Jude perks up and Roxy motions for him to move over. Rose hasn’t let go of your finger. You don’t have the heart to take it away. Jude comes and sits next to you and Rose looks at him, too, and he gasps at a volume you didn’t know he was capable of. “I was learning how to take care of her, is all,” Roxy explains. “Your Pa -- well, I’m sure you could guess he’s not the best at parental advice, and Dir...”

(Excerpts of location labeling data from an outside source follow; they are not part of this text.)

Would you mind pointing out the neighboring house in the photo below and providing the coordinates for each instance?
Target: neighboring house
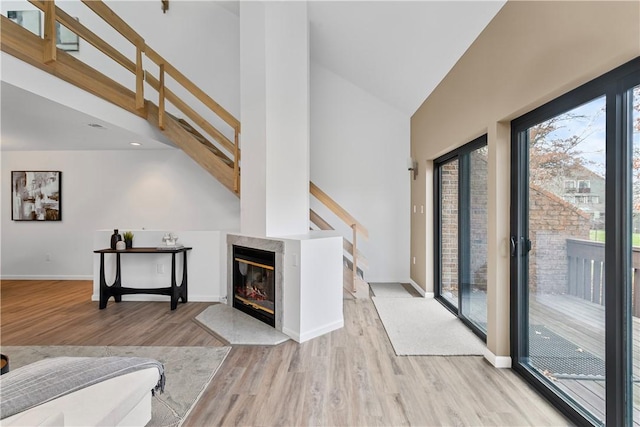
(530, 53)
(584, 189)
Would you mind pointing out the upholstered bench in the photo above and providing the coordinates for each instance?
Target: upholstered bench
(101, 391)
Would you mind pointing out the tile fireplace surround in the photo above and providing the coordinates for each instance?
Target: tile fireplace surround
(308, 281)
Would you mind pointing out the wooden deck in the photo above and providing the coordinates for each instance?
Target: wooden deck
(582, 322)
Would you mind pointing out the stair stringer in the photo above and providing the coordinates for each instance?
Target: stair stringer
(193, 148)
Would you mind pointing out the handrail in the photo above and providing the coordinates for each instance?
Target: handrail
(193, 89)
(338, 210)
(117, 23)
(345, 216)
(90, 37)
(54, 13)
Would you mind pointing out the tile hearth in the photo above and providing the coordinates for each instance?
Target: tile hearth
(237, 328)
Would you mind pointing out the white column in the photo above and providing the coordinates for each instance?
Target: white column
(274, 62)
(498, 257)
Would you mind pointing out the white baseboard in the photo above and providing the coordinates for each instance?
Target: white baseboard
(500, 362)
(44, 277)
(162, 298)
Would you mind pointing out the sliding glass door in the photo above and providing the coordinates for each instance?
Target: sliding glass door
(573, 204)
(461, 228)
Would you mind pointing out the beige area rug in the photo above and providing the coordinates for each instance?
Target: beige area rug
(392, 290)
(423, 327)
(188, 371)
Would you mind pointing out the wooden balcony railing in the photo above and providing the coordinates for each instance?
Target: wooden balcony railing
(348, 219)
(53, 13)
(585, 261)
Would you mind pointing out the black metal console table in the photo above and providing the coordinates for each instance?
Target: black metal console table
(117, 290)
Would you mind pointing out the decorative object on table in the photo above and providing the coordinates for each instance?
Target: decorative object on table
(4, 364)
(170, 239)
(128, 239)
(115, 238)
(36, 196)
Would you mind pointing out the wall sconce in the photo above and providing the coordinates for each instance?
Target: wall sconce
(412, 165)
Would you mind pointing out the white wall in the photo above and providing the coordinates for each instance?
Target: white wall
(162, 190)
(359, 147)
(206, 265)
(275, 118)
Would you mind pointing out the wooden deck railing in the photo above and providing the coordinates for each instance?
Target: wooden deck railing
(53, 13)
(585, 259)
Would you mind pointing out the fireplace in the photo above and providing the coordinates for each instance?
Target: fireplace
(253, 283)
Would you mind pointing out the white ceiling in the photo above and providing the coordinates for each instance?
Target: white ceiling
(33, 123)
(396, 50)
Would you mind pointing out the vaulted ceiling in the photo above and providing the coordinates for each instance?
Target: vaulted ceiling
(397, 51)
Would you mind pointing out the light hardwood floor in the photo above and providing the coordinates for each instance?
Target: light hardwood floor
(346, 378)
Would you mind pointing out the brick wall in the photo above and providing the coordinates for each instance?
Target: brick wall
(551, 222)
(449, 236)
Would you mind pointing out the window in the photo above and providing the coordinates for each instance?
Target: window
(461, 224)
(584, 363)
(584, 186)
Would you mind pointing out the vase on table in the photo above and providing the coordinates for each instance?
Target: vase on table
(115, 238)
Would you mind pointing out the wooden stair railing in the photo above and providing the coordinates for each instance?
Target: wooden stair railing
(348, 219)
(222, 160)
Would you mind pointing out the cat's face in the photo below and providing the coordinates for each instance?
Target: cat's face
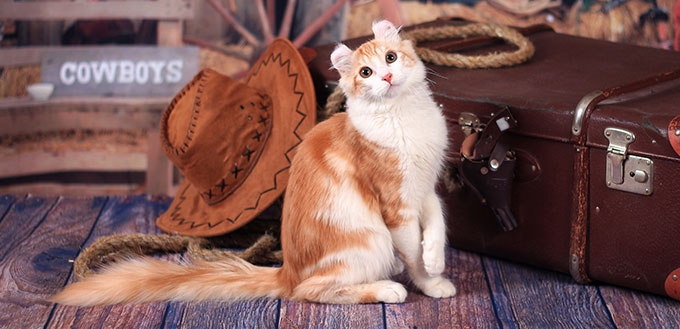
(381, 68)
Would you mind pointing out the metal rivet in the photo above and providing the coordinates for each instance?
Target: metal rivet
(494, 164)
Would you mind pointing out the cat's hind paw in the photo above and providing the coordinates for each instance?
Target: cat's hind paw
(391, 292)
(439, 287)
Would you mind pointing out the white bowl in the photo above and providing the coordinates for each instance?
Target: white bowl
(40, 91)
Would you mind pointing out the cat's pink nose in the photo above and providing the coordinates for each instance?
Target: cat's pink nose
(388, 77)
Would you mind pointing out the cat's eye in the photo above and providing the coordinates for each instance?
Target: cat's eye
(365, 72)
(391, 57)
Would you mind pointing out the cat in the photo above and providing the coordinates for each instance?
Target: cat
(359, 207)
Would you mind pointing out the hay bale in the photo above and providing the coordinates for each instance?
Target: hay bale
(14, 80)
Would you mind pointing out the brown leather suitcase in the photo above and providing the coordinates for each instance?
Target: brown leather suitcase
(584, 150)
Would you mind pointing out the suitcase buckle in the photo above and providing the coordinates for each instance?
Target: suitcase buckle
(626, 172)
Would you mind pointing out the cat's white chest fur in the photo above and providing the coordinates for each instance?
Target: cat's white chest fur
(414, 127)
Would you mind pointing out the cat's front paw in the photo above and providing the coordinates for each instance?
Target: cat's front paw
(391, 292)
(438, 287)
(434, 259)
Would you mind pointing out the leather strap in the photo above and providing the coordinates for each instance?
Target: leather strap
(487, 167)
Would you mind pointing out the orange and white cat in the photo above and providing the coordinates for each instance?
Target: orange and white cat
(359, 206)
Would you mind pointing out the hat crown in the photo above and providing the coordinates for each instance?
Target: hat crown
(214, 131)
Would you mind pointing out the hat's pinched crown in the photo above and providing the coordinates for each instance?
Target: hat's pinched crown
(214, 131)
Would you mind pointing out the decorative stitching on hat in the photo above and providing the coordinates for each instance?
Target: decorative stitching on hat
(199, 79)
(272, 58)
(243, 164)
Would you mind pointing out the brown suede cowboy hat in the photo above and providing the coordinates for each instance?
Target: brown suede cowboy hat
(234, 141)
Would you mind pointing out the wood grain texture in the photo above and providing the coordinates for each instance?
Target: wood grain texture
(260, 313)
(634, 309)
(6, 201)
(21, 219)
(121, 215)
(531, 298)
(38, 266)
(472, 307)
(311, 315)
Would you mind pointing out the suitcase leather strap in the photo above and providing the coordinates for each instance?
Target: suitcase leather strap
(487, 167)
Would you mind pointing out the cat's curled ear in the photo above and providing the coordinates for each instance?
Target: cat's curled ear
(341, 58)
(386, 31)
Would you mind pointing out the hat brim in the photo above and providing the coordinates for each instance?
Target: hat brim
(281, 73)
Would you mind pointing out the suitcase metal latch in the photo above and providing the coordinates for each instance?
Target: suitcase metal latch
(629, 173)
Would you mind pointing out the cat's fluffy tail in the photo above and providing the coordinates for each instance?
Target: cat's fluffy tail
(149, 280)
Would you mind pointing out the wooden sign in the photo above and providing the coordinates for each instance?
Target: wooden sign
(141, 71)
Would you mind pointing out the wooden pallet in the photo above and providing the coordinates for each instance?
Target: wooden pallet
(40, 235)
(25, 115)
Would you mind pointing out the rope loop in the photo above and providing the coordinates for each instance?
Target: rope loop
(120, 246)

She falls really, really quiet. Not just ending her sentence but shrinking in on herself a little. Rose objects to the movement with a noise which finally summons Tesseract from upstairs. She slinks over to where you’re all huddled and gives Rose a sniff. Rose makes another noise, this one more inquisitive than distressed, and Tesseract licks her head. Roxy laughs but it’s half-hearted at best.

Roxy moves to get up first, nudging off her heels before cradling Rose with one arm and standing up. “C’mon, you two, let’s get you to bed.”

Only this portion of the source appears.